There are many reasons GI doctors and other health providers fail to properly diagnose colorectal cancer.  These include:

  • Failing to recommend and/or order timely screening.
  • Failing to respond to a patient’s complaints.
  • Failing to detect cancer and remove polyps during the colonoscopy procedure.
  • Failure of a family doctor to refer the patient to a GI doctor.
  • Performing a colonoscopy on a patient who has not sufficiently cleaned his/her colon before the procedure.

Most cases of colon or rectal cancer are diagnosed in patients ages 55 to 84.  Almost all colon cancers (95%) are adenocarcinomas.  The balance of colon cancers include carcinoid tumors, lymphomas, melanomas, leiomyosarcomas or gastrointestinal stromal tumors.

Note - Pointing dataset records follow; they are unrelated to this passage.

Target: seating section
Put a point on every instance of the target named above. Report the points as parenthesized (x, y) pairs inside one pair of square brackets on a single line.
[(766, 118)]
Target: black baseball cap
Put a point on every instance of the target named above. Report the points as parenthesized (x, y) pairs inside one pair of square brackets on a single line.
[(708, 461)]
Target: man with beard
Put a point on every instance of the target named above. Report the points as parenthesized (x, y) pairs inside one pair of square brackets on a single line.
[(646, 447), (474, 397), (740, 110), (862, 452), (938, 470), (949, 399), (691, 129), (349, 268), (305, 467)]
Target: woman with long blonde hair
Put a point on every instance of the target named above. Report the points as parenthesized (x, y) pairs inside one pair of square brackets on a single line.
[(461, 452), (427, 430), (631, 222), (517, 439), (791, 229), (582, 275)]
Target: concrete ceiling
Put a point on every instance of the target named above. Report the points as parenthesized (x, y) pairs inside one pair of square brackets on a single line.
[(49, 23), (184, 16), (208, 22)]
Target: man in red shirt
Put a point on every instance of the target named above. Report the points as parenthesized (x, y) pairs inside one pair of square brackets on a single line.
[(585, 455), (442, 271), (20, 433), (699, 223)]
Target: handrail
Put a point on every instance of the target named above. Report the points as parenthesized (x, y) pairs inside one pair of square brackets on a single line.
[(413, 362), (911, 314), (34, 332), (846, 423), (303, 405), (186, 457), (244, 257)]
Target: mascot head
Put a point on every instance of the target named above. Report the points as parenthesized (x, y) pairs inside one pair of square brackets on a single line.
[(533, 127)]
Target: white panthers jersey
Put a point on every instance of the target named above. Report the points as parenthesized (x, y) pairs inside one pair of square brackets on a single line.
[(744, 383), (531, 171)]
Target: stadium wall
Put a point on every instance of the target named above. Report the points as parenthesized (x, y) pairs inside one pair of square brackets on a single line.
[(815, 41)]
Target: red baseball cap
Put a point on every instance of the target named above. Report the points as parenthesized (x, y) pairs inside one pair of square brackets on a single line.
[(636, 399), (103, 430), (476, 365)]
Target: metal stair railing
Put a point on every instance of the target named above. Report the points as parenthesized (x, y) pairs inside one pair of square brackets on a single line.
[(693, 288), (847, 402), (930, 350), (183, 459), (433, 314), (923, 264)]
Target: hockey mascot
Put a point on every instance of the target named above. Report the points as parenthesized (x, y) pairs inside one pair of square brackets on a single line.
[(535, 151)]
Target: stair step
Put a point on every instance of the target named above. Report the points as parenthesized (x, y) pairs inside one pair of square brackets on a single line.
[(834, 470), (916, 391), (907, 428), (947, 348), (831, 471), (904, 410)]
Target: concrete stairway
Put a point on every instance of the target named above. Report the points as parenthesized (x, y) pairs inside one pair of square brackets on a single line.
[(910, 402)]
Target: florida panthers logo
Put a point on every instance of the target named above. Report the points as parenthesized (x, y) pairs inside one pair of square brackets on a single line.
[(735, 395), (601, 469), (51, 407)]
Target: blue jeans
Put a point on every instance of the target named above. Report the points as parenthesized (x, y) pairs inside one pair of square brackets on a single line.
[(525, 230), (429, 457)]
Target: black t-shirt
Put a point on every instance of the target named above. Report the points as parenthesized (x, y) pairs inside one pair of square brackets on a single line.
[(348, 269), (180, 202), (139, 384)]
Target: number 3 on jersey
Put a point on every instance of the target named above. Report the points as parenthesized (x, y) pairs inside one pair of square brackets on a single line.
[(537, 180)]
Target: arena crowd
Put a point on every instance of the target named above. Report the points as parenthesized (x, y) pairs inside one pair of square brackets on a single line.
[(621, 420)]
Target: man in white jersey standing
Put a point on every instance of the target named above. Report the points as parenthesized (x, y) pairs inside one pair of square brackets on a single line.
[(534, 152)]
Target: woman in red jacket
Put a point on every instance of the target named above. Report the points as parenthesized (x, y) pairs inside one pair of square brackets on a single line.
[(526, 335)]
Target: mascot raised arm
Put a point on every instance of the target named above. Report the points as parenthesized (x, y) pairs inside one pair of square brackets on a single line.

American Cancer Society Updates Colorectal Cancer Screening Guidelines

The American Society (ACS) recently released an updated guideline for colorectal cancer screening (/cancer/colon-rectal-cancer/detection-diagnosis-staging/acs-recommendations.html).  Among the major guideline changes, the new recommendations begin screening at age 45 (as opposed to age 50) for people at average risk for developing colorectal cancer.

For people of average risk, the ACS lowered the age to start screening after analyzing data from a major analysis led by ACS researchers (/latest-news/study-finds/sharp-rise-in-colon-cancer-and-rectal-cancer-rates-among-young-adults.html).  This analysis revealed that new cases of colorectal cancer are occurring at an increasingly alarming rate among younger adults. After reviewing this data, experts on the ACS Guideline Development Committee concluded that a beginning screening age of 45 of adults of average risk for developing colorectal cancer will result in more lives saved.

New Screening Age Recommendations for Those at Average Risk

  • People at average risk of colorectal cancer should start regular screening at age 45.
  • People who are in good health and with a life expectancy of more than 10 years should continue regular colorectal cancer screening through the age of 75.
  • Peoples ages 76 through 85 should make a decision with their medical provider about whether to be screened, based on their own personal preferences, life expectancy, overall health, and prior screening history.
  • People over 85 should no longer get colorectal cancer screening.

Recommended Colorectal Cancer Screening Tests

Several test options are available for colorectal cancer screening:

  • Stool-based tests:
  • Highly sensitive fecal immunochemical test every year.
  • Highly sensitive guaiac-based fecal occult blood test every year.
  • Multi-targeted stool DNA test every 3 years.
  • Visual exams:
  • Colonoscopy every 10 years.
  • CT colonography (virtual colonoscopy) every 5 years.
  • Flexible sigmoidoscopy (FSIG) every 5 years.

The guidelines stress that these screening tests must be repeated at regular intervals to be effective.  And, if you choose to be screened with a test other than colonoscopy, any abnormal test result must be followed up with a timely colonoscopy to complete the screening process.

    • A strong family history of colorectal cancer or certain types of polyps (/cancer/colon-rectal-cancer/causes-risks-prevention/risk-factors.html)
    • A personal history of colorectal cancer or certain types of polyps.
    • A personal history of inflammatory bowel disease (ulcerative colitis or Crohn’s disease).
    • A known family history of a hereditary colorectal cancer syndrome such as familial adenomatous polyposis (FAP).
    • A personal history of radiation of the abdomen (belly) or pelvic area to treat prior cancer.

What about those at higher than average risk?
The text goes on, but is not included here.